Highlighting that there are 10 local banks and seven foreign lenders, which is “too much” for a market like Qatar; he said the consolidation has to be seen in the context of shrinking revenues and the increasing digital governance that is making the banks go global.
“Essentially, revenues are going to shrink (as they have to be shared with technology companies) and therefore cost has to be rationalised,” he said, adding the consolidation in the financial service helps the customers get value advantage.
The potential merger between Masraf Al Rayan and Al Khaliji would lead to the creation of one of the largest Shariah-compliant bank in Qatar, and in the Middle East, with total assets exceeding QR164bn and a shareholders’ equity of more than QR19bn.

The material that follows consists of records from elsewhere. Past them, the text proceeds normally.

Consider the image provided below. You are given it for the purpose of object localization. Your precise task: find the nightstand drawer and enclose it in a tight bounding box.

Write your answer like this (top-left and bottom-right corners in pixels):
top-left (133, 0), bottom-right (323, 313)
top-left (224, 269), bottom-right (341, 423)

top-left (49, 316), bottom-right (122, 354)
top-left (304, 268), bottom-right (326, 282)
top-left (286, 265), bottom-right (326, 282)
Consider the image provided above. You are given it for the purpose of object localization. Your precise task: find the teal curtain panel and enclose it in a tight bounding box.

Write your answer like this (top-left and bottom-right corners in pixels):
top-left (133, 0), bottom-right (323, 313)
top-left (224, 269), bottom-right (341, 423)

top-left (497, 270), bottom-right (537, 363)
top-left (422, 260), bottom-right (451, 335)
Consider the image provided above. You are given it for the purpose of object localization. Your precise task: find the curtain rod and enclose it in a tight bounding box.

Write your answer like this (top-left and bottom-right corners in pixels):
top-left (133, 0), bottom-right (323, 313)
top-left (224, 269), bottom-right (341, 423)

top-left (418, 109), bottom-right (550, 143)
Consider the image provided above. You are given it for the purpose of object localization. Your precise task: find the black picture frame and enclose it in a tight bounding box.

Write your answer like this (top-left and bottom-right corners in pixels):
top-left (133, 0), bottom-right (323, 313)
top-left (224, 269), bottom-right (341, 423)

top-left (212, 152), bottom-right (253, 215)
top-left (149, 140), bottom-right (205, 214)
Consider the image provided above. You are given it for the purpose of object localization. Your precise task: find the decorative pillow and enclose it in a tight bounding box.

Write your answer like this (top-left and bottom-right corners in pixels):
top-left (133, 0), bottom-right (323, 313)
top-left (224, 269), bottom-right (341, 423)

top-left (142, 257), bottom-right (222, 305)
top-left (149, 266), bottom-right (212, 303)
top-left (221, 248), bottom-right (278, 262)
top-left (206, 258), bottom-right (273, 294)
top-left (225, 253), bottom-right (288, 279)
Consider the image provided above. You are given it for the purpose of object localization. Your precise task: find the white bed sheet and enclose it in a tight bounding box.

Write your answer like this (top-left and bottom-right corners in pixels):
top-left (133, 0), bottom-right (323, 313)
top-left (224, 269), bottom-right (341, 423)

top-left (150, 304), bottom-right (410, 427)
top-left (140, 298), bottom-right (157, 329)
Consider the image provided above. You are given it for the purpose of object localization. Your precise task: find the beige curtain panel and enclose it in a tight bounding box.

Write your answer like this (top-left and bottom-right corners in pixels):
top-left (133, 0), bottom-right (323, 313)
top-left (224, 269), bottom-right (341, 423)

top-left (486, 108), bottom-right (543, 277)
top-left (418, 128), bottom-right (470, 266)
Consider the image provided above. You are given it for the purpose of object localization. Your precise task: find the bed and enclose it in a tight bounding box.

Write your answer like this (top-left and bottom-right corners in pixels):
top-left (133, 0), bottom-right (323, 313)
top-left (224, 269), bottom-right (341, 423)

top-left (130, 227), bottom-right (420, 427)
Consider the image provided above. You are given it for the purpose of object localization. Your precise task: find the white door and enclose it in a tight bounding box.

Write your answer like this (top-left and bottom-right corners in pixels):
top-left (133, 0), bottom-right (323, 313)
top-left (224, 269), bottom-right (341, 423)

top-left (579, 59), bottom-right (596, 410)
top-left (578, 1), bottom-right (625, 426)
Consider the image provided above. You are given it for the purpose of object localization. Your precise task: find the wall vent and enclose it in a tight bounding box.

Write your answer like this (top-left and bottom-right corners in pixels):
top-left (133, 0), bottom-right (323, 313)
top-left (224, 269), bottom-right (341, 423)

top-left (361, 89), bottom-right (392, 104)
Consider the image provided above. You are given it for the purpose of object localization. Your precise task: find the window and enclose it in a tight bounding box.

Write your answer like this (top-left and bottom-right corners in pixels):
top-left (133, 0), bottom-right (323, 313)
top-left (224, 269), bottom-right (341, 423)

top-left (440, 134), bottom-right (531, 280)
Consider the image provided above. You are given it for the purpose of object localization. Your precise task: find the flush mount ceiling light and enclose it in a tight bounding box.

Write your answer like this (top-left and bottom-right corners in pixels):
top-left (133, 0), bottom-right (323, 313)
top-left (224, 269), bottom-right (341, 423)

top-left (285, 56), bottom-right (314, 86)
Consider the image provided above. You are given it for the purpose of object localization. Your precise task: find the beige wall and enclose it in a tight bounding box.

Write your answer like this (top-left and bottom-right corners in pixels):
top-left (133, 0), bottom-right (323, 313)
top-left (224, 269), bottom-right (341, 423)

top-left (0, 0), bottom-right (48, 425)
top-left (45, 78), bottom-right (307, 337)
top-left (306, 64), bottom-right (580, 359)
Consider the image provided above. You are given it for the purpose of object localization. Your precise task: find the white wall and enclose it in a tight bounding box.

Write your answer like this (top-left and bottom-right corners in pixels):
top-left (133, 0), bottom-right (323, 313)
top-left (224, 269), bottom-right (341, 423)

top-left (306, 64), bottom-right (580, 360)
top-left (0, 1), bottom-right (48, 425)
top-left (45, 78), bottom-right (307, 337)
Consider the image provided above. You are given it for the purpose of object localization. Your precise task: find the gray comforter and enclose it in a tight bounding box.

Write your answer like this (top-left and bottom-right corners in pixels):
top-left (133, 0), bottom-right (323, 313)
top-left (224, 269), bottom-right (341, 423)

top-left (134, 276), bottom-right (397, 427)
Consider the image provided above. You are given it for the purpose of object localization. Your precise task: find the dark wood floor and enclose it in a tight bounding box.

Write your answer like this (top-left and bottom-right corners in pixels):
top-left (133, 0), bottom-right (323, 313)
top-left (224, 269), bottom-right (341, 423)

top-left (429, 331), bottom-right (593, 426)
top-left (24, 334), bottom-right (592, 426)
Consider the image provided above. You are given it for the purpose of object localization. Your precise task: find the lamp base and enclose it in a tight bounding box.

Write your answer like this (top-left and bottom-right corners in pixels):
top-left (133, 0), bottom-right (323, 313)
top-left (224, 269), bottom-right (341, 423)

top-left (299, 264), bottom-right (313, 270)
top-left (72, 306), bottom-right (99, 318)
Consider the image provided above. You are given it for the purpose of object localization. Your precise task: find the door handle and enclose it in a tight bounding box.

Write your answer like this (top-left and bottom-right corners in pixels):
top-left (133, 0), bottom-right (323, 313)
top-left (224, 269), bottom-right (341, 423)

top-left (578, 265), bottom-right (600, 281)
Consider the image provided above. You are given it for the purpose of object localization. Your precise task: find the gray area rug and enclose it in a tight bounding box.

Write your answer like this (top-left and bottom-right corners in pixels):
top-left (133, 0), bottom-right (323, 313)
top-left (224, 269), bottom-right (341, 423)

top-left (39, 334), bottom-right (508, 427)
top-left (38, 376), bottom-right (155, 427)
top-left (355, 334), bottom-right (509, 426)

The merger is also expected to contribute positively to the economic development in Qatar by supporting corporate businesses and small and medium sized entities, and would also create a strategic partner for the public sector.
“We are overbanked compared to the size of the market we are operating in. It is natural to see some consolidation in the market and it will help the whole sector,” Qatar Islamic Bank group chief executive Bassel Gamal said, adding competition is good for the market.
Omar Mahmood, partner at KPMG Qatar, a leading global consultancy firm, said the region has witnessed a flurry of mergers and acquisitions in the sector.
“Given the number of the banks, demographics and the size of the market, there is clearly need for further consolidation,” Mahmood said, adding there is a need for fewer but stronger and larger financial institutions with deep pockets.
Barwa Bank and International Bank of Qatar had last year completed the legal merger.
Qatar’s banking landscape is undergoing broader changes with a rising shift towards digital banking, a move that is slated to see a reduction in branches and physical presence in the days to come.